Bis ins hohe alter setzte sich Margot Friedländer für Demokratie und Menschlichkeit ein. Foto: picture alliance/photothek.de/Florian Gaertner

19.05.2025
yb

Für Margot

„Seid Menschen“ war ihr Credo, und das, obwohl sie in ihrem Leben unfassbar Unmenschliches erlebt hatte: Als junge jüdische Frau überlebte Margot Friedländer den Holocaust in Deutschland, wanderte nach dem Krieg in die USA aus. Und kehrte viele Jahre später, mit 88 Jahren, in ihre Heimatstadt Berlin zurück. Als Zeitzeugin trat sie auf, klärte auf, rief zu Toleranz und Menschlichkeit auf. Insbesondere die junge Generation erreichte sie in ihrem Kampf gegen Demokratiefeindlichkeit und Antisemitismus, schaffte es so, jungen Menschen das dunkelste Kapitel der deutschen Geschichte näherzubringen als dies der Geschichtsunterricht in der Schule jemals vermochte. Am 9. Mai 2025 starb Margot Friedländer im Alter von 103 Jahren in Berlin.
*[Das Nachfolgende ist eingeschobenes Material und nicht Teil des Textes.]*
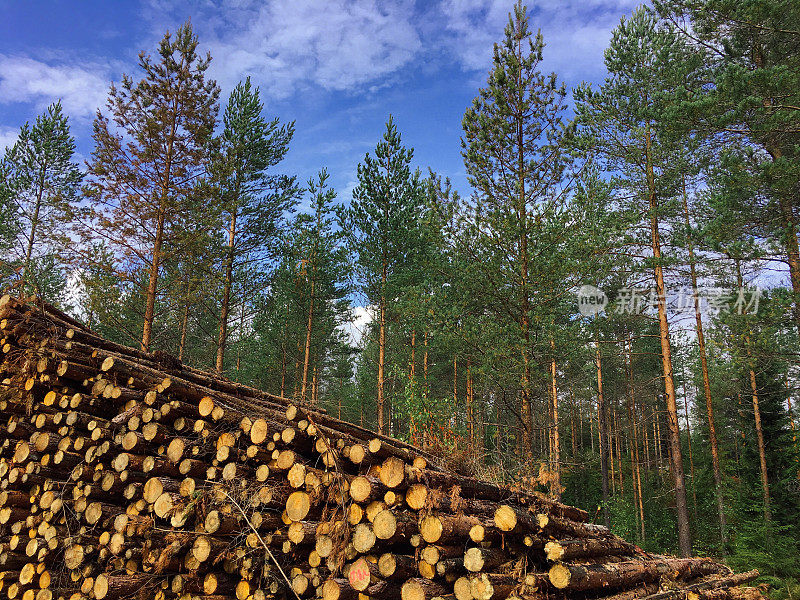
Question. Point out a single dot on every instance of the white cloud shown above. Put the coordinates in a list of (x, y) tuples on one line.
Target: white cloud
[(575, 31), (82, 88), (285, 46), (8, 135), (357, 328)]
Unser Mitglied Oberstabsgefreiter d.R. Sanata Doumbia-Milkereit verfasste im Dezember 2024 ein Gedicht, das als Geschenk an Margot Friedländer gedacht war. Mit ihrem Tod ist dieses Gedicht zu einem stillen, persönlichen Nachruf geworden. „Es ist eine Verneigung vor einer Frau, die uns so viel über Haltung, Erinnerung und Menschlichkeit gelehrt hat“, sagt Sanata Doumbia-Milkereit. Ihr Gedicht zu Ehren von Margot Friedländer veröffentlichen wir gerne an dieser Stelle.

Für Dich, Margot

Du standest vor uns,
Margot.
Warst DIE Stimme, die nicht vergessen hat,
die Stimme, die von Schatten und Stille sprach,
die Stimme, die den Schmerz der Erinnerung trug,
die Stimme, die sich dem Vergessen entgegenstellte.

„Ich bin zurückgekommen,“ sagtest Du,
— mit Augen die alles gesehen hatten,
„um Euch die Hand zu reichen, trotz allem, was geschehen war."
Du hast gewählt.
Hast gewählt, Dich gegen die Kälte zu stellen,
hast im Dunkel ein Licht für uns entzündet,
ein helles.

In Deinen Worten liegt die Schwere
des Lebens.
Von einem Leben, das standhielt,
von Nächten und Fragen, die der Morgen verhüllt.
Ein Leben, das so oft hätte zerbrechen können, doch Du hast gewählt.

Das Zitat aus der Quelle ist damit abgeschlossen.